Since this paper is a scientific communication and does not include a presentation of results using a real example, in further research, the proposed approach would have to be verified in practice many times. The presentation in the article is only a demonstration of the use of the method, which is also a major research limitation of the considerations conducted. However, it should be noted that in developing the method, the authors used practical experience gathered from 13 underground mines located in the Upper Silesian Coal Basin.

Another research limitation is the use of a multi-criteria analysis. This method can be subjective. It may also not take into account all the selection criteria. However, it is holistic, carefully developed, and implementable. In the case of intuitive decisions about the selection of the transport system, the proposed method can effectively fill the existing tool gap and support the decision-making process in underground mines.

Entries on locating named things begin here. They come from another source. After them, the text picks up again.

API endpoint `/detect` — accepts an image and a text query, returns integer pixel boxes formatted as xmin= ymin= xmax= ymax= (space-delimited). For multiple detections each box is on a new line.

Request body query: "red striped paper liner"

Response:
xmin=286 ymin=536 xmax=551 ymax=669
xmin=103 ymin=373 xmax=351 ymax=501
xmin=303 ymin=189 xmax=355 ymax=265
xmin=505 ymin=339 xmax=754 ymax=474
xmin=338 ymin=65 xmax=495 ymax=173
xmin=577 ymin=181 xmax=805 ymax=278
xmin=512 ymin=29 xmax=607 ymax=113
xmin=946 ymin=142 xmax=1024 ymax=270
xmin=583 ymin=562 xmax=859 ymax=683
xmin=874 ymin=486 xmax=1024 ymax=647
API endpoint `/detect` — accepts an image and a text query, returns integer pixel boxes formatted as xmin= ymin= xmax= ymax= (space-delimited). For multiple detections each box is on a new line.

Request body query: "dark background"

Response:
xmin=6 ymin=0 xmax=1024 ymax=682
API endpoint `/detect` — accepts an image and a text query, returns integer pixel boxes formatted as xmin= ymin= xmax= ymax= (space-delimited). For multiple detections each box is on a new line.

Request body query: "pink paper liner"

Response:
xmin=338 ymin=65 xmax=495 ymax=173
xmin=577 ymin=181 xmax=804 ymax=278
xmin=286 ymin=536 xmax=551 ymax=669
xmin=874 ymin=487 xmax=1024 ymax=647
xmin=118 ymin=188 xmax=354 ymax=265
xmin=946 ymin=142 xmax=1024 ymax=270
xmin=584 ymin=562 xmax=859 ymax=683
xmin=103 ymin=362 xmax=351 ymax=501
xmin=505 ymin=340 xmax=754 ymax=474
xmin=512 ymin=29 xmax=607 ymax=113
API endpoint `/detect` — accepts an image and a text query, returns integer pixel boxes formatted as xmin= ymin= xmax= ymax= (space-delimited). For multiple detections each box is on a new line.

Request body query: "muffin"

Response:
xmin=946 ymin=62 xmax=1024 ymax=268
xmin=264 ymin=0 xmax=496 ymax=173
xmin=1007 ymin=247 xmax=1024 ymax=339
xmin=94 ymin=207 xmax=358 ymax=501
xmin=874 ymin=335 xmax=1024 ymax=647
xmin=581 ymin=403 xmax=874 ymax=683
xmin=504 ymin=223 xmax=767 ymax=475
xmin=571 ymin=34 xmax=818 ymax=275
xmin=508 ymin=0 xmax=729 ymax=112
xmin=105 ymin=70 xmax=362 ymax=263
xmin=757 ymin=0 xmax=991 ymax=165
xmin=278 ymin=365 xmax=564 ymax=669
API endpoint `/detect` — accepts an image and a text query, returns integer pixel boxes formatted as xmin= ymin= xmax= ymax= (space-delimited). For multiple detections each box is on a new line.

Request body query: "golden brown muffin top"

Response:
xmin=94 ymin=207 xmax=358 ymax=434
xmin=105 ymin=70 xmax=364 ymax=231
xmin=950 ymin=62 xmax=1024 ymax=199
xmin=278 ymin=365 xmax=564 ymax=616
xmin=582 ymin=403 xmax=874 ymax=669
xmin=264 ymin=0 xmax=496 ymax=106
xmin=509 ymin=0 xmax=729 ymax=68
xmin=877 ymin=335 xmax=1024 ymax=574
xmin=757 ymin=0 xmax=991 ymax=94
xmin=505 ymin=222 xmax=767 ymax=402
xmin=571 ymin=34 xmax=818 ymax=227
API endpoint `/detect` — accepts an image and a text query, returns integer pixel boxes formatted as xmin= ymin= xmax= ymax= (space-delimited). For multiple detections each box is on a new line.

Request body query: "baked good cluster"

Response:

A static approach to operating conditions and cost estimation may also be a research limitation. Geological and mining conditions often change, which may have a negative impact on the level of costs. However, this will apply to all assessed variants and therefore will not influence the final decision regarding the choice of transport system.

In further research, it is worth taking into account the empirical verification of the tested method. It could also be used to evaluate and compare existing transport solutions to reduce costs and improve efficiency. An interesting research direction would also be to implement the method in underground mines extracting other mineral resources.